I would estimate that it would take a minimum of 90 days for a party to get a default judgment and then levy on bank accounts or put a lien on real estate, probably longer.
Of course you can research it yourself. Just run a web search under default judgment.
It depends on the plaintiff's debt collection law firm and the clerk's backlog of entering defaults. In Orange County, they have instituted electronic filing of papers for a reasonably small fee. If the debt collection attorney for the Plaintiff is set up for this method, the default judgment may be entered within a few days after your response becomes overdue, if the law firm efiles it. They can then ask for a levy and have the sheriff serve your bank within days of the default judgment.
I am not aware of any database that tracks how long each particular debt collection law firm takes to file for a default judgment after the deadline to respond in court has passed. However, if you visit my Avvo legal guide on free court information online, you can track your individual case every day for FREE to see what progress is being made each day.
Robert Stempler (please see DISCLAIMER below)

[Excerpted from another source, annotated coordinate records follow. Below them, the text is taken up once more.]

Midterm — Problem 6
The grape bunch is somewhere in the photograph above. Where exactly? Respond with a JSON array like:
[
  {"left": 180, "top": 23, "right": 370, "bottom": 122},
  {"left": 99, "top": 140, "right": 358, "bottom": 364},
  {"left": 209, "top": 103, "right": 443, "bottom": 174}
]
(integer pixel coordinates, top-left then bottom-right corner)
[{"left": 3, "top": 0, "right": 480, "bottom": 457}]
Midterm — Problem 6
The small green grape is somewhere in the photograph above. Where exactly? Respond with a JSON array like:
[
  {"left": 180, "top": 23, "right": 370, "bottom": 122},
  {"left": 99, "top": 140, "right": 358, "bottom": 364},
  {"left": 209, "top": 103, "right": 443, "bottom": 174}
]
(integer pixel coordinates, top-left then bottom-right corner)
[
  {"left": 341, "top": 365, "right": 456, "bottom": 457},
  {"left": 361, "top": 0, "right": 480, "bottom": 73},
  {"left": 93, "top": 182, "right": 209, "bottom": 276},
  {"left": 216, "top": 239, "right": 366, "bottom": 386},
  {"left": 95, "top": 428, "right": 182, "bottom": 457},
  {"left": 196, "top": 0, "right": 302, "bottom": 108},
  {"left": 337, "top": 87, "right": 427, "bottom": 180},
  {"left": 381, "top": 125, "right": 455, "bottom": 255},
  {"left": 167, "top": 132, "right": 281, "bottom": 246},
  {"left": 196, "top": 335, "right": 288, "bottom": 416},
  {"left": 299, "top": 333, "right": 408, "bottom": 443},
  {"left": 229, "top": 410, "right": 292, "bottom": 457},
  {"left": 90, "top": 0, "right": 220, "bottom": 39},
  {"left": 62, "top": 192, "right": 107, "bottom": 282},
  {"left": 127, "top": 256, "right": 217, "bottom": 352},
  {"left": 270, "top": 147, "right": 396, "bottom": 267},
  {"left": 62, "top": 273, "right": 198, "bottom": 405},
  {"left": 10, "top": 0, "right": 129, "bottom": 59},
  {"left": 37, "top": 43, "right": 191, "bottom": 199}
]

NOTICE: The above statements are provided for general information purposes only and are not intended as legal advice or advice of any sort for a specific case or legal matter. If you do not have a signed attorney-client fee agreement with the Consumer Law Office of Robert Stempler, APLC ("the Firm"), then until such written fee agreement is provided and signed by both a prospective client and attorney for a particular case, neither Mr. Stempler nor the Firm will represent you nor will they be your attorney in any matter and you remain responsible for retaining your own attorney and for compliance with any and all deadlines and for any statutes of limitations that may pertain to potential claims. Comments made on a public forum, such as Avvo.com, to not have any confidentiality because others may read them. If you desire a private consultation with Mr. Stempler that is confidential, please go to www.StopCollectionLawsuits.com and submit a free eCase Review.
Entry of default -- which prevents you from filing an answer to the complaint -- is different from entry of default judgment. The plaintiff can file a request for clerk's entry of DEFAULT as soon as 30 days after you were personally served with the summons and complaint (or 40 days after the process server mailed the summons and complaint to you, if he physically handed the s&c to someone else). He can file the request for entry of default JUDGMENT concurrently with the request for entry of default, or within a limited time thereafter. (When the plaintiff filed his complaint, the court probably set a hearing for order to show cause re entry of default judgment; that's the deadline.) Even though the court may take several days/weeks to enter the judgment, the judgment will be backdated to the date it was received by the court. Plaintiff (now judgment creditor) can begin the enforcement/collection process as soon as the judgment has been entered.